Diese in den Schneeflocken dargestellte „Haschgacha Eljona“ (g’ttliche Vorsehung) lässt sich noch mehr veranschaulichen, wenn man die wunderbare Eigenart der der Schneeflocken betrachtet.
Nichts in der Natur zeigt die Hand G’ttes so deutlich, wie das einzigartige Muster der Schneekristalle, die immer ein sechseckiges Muster aufweisen. Und dennoch, wenn man einen ganzen Tag lang die niederfallenden Flocken mit der Lupe beachten würde, so würden wir keine zwei Kristalle finden, die sich genau gleichen! Dies erinnert daran, wie das Schicksal und die darüber waltende G’ttliche Vorsehung eines jeden einzelnen Menschen auf der Erde unterschiedlich sind, und keines dem anderen gleicht. Alle Menschen gleichen sich in ihrer äußeren Gestalt, wie die Eiskristalle immer ein sechseckiges Muster aufweisen, und dennoch stimmt keiner mit dem anderen zu hundert Prozent überein, da jeder Mensch eine Welt für sich ist!
Die Vorzüge des Schnees
In Tehilim (147,16) wird der Schnee mit der Wolle verglichen: „הַנֹּתֵן שֶׁלֶג כַּצָּמֶר” – „[G’tt] Der Schnee wie Wolle gibt“. Wie die Meforschim erklären, wird die strahlend weisse Farbe des Schnees deshalb mit der Farbe der Wolle verglichen, obwohl Wolle nicht so leuchtend weiss ist wie der Schnee, da es in der Natur kein besseres Beispiel gibt und diese ihm am nächsten kommt[2].
Der Schlo“H haKadosch deutet diesen Vergleich auf andere Weise: So wie die wollene Kleidung den Menschen gegen die Winterkälte schützt, so zieht die Erde grossen Nutzen aus dem Schnee, wenn dieser sie im Winter einkleidet und bedeckt[3]. Dieser Nutzen wird in den Schriften von Rabbi Avigdor haKohen Miller sZl. auf sehr eindrückliche Weise erklärt: „Wenn wir uns Wolle ansehen, scheint es, dass Wolle mehr als andere Stoffe, aus denen Kleider gemacht werden, wärmt, egal, ob man sie mit Leinen oder Hanf vergleicht.
Der Grund dafür ist, dass die Wollhaare gekrümmt und hartnäckig sind, und so die Luft zwischen den Krümmungen und Wölbungen einschließen.
Die Wolle ‘wärmt’ also nicht als solche, sondern hält uns warm, indem sie die Wärme des Körpers bewahrt und vor der von außen eindringender Kälte völlig isoliert.
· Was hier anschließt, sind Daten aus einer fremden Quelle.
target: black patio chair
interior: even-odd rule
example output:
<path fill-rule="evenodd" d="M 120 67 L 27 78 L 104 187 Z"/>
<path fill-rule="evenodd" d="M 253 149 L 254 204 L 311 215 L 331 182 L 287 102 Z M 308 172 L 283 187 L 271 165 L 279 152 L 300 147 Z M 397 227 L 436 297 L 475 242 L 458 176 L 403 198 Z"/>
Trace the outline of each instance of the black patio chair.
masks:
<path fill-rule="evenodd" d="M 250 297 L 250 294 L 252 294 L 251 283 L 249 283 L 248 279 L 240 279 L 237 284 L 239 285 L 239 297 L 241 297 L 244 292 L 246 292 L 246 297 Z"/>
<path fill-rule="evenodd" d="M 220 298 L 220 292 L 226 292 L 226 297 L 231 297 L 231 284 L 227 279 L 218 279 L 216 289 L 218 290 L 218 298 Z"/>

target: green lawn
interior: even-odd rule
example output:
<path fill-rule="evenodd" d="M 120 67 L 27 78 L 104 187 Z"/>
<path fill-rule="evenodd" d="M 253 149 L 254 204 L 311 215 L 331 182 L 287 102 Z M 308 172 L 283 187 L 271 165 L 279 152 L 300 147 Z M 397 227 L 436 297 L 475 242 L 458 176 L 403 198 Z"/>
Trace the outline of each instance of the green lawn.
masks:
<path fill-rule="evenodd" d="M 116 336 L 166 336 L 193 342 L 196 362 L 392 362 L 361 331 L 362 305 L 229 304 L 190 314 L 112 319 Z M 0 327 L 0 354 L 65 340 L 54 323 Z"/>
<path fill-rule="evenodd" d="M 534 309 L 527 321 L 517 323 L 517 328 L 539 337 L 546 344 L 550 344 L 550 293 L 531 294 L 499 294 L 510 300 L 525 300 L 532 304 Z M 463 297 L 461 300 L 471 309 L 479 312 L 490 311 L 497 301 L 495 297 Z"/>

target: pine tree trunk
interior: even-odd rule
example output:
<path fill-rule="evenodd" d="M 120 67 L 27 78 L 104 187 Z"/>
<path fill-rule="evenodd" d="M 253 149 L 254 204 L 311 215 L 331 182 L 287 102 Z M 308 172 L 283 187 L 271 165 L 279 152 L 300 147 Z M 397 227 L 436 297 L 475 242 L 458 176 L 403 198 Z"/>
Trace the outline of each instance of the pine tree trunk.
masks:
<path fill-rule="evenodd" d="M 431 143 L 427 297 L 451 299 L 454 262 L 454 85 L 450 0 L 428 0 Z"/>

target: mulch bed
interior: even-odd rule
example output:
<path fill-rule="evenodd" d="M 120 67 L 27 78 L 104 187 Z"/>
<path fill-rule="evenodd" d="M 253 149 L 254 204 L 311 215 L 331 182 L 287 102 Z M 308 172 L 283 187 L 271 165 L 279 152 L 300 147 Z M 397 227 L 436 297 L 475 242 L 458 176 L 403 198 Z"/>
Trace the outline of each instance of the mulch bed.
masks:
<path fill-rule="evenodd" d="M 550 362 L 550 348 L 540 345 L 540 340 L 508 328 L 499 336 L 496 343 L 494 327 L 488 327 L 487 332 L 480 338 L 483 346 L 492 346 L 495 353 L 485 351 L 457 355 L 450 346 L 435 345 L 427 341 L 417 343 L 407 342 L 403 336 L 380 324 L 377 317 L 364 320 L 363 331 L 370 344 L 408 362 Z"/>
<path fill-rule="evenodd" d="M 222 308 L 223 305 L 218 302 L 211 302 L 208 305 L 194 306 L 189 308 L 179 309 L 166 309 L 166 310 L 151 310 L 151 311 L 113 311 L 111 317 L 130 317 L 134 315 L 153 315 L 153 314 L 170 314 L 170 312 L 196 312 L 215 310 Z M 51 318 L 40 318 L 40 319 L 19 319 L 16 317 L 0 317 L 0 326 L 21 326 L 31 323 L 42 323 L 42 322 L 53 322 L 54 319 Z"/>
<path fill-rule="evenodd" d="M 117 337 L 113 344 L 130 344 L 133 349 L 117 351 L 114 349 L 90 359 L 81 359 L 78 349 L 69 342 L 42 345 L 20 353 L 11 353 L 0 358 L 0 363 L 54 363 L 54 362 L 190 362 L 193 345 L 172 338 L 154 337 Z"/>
Dies ist wirklich erstaunlich! Schafe können die ganze Welt bekleiden und vor der Kälte schützen, wie es in Ijow (31,20) heisst: „Von der Schur des Schafes wärmt er [der Mensch] sich”.
Die Torah offenbart uns, dass die natürliche Eigenschaft des Schnees nicht nur der der Wolle ähnelt, sondern ein noch größeres Wunder darstellt. Der Schnee entsteht als eine Art Wolle aus Wasser und wie die Wolle ist jede Schneeflocke sehr leicht. Doch die Flocken gleichen sich nicht, jede Flocke besteht aus zahlreichen Unebenheiten und Krümmungen, damit, wenn die leichten und geschwungenen Flocken aufeinander fallen, sie wie eine Wolldecke die Erdoberfläche gemeinsam ineinander verflochten bedecken. Die Schneehülle schützt die Wärme der Erde, dass sie nicht nach außen dringt und verhindert außerdem, dass die Kälte in den Erdboden eindringt.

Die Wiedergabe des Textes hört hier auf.